The first preprocessing step necessary only for the VR-condition comprised the merging of the EEG data stream and trigger stream via the EEGLAB add-on MoBi-Lab (Ojeda et al., 2014). All further preprocessing steps were applied to the recordings of both modalities using EEGLAB (Delorme and Makeig, 2004).

The data were re-referenced to average reference, high-pass filtered at 0.25 Hz and low-pass filtered at 30 Hz. Bad channels were identified using the automatic channel removal add-on (ASR; Mullen et al., 2015) and interpolated. All channels were linearly detrended for elimination of extended potential drifts. Artifact rejection was applied using independent component analysis (ICA; Delorme et al., 2007). Specifically, an automatic automated ICA component labeling was performed (ICLabel v1.4; Pion-Tonachini et al., 2019; artifact selection confidence of 90% for Muscle, Heart, Line Noise und Channel Noise and 80% for Eye Artifacts). The results of the ICA were visually verified. For epoching, the time window around the trigger onset was set from −500 to 1,500 ms and the baseline correction was set from −300 to 0 ms before trigger onset. Per modality and within modality per stimulus category (face, blurred, scrambled), grand means were computed resulting in six individual ERPs (i.e., VR-face, VR-blurred, VR-scrambled, PC-face, PC-blurred, PC- scrambled).

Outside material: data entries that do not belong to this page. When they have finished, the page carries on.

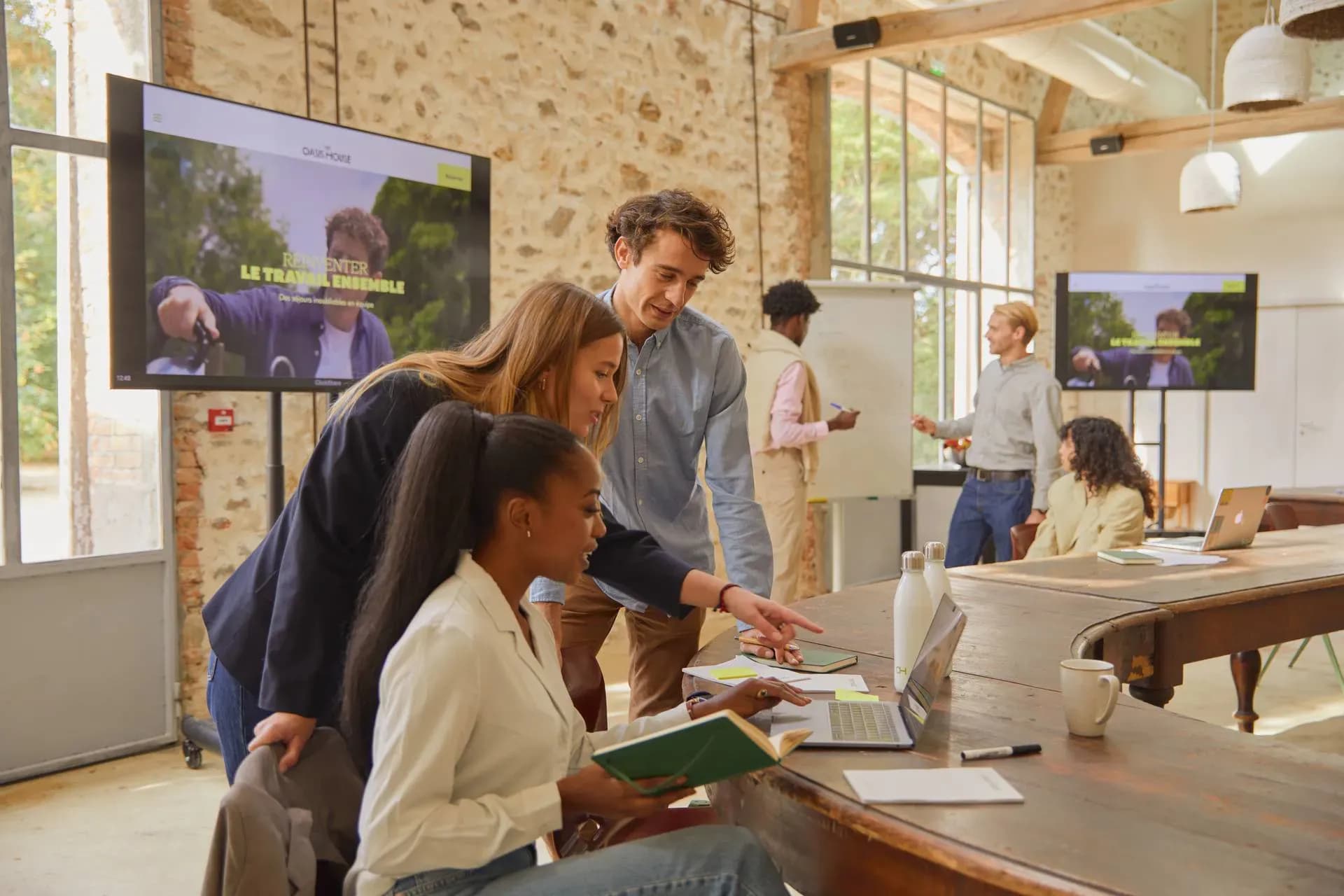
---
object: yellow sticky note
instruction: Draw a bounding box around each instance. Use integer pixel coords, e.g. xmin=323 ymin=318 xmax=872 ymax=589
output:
xmin=438 ymin=162 xmax=472 ymax=192
xmin=710 ymin=666 xmax=755 ymax=681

2.5. ERP components in electrode space

The time windows and electrode sites for the classical ERP components were selected based on prior literature (Latinus and Taylor, 2006; Rossion and Jacques, 2008; Boehm et al., 2011; Dering et al., 2011), as well as visual inspection of the root-mean-squared ERP (see Figure 2) and the mean topographies across modality and stimulus type (see Figure 3) of all conditions. The P1 was analyzed at posterior midline and lateral (i.a., Oz, O1, O2) as well as occipito-parietal (i.a., PO7, PO8, P7, P8) electrodes in a 95–125 ms time window. The N170 was analyzed at parietooccipital electrodes (i.a., P7, P8, P9, P10, PO7, PO8, PO9, PO10). Here, the time window was set from 165 to 195 ms. The P1 and the N170 amplitudes were computed by calculating the mean voltage across the selected electrodes and time windows, respectively.

FIGURE 2
www.frontiersin.org

Figure 2. Time-by-amplitude plot of the root mean squared ERP averaged over all electrodes for the selection of appropriate time windows for all ERP components. Grey highlighted sections mark the time windows for P1 (95–125 ms), N170 (165–195 ms), L1 (230–420 ms) and L2 (685–1,385 ms).

FIGURE 3
www.frontiersin.org

Figure 3. Time-by-amplitude plot of the mean P1 and N170 amplitudes for all conditions [panels A1,B1]. Mean topographies across conditions used for ERP averaging [panel A2,B2]. The electrodes selected for analyses are indicated. For the P1 electrodes Oz, O1, O2, P7, PO7, P8, PO8, TP7, TP8 and those in close vicinity were used. For the N170 electrodes P7, P8, PO7, PO8, P10, P9, PO10, PO9, TP7, TP8 and those in close vicinity were used.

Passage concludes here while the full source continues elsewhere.